Certainly, it is hard to be against competition. Economic theory is clear about its indispensable benefits. But not all health care markets are composed of rational, well-informed buyers and sellers engaged in commerce. Some have a limited number of service providers; in others, patients are not well informed about the services they are buying; and in still others, the quality of the service offerings vary from provider to provider. So the question is: What effect does insurer competition have in a marketplace with so many imperfections?
The evidence is mixed, but some of it points to a counterintuitive result: more competition among insurers may lead to higher reimbursements and health care spending, particularly when the provider market – physicians, hospitals, pharmaceuticals and medical device suppliers – is not very competitive.

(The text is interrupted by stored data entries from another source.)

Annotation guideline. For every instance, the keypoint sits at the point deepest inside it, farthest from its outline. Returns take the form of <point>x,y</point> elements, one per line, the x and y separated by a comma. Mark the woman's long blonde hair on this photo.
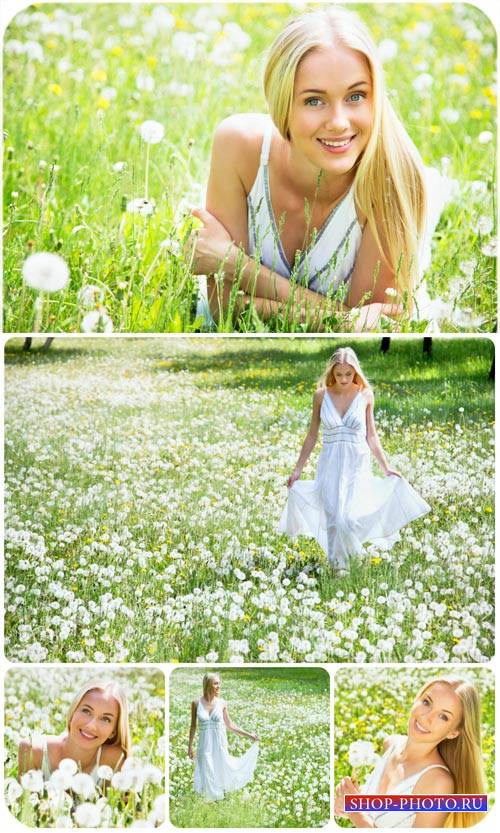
<point>208,679</point>
<point>344,355</point>
<point>122,733</point>
<point>389,184</point>
<point>463,755</point>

In imperfect health care markets, competition can be counterproductive. The larger an insurer’s share of the market, the more aggressively it can negotiate prices with providers, hospitals and drug manufacturers. Smaller hospitals and provider groups, known as “price takers” by economists, either accept the big insurer’s reimbursement rates or forgo the opportunity to offer competing services. The monopsony power of a single or a few large insurers can thus lead to lower prices. For example, Glenn Melnick and Vivian Wu have shown that hospital prices in markets with the most powerful insurers are 12 percent lower than in more competitive insurance markets.

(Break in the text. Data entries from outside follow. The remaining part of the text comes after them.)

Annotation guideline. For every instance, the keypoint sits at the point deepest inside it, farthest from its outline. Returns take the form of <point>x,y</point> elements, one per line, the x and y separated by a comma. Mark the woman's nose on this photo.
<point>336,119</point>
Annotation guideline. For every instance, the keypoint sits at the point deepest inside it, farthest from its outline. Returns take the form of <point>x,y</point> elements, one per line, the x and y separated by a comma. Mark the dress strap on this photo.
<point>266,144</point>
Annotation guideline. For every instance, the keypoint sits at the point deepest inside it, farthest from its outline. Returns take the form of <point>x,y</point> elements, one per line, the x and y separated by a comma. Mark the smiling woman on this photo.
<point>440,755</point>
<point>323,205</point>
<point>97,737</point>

So health insurance exchanges are probably welcome news for hospitals, physicians, and pharmaceutical and medical device companies throughout the United States. If health insurance exchanges divide up the market among many insurers, thereby diluting their power, reimbursement rates may actually increase, which could lead to higher premiums for consumers.
There is some evidence on how insurer market power affects premiums. Leemore Dafny, Mark Duggan, and Subramaniam Ramanarayanan have found that greater concentration resulting from an insurance merger is associated with a modest increase in premiums — suggesting that concentration may not help consumers so much — although they did report a reduction in physician earnings on average. Over all, however, the evidence is limited and mixed.
Greater competition in the insurance industry — either through health insurance exchanges or other measures — may not lower insurance premiums. Weakening insurers’ bargaining power could instead translate into higher costs for all of us in the form of higher premiums.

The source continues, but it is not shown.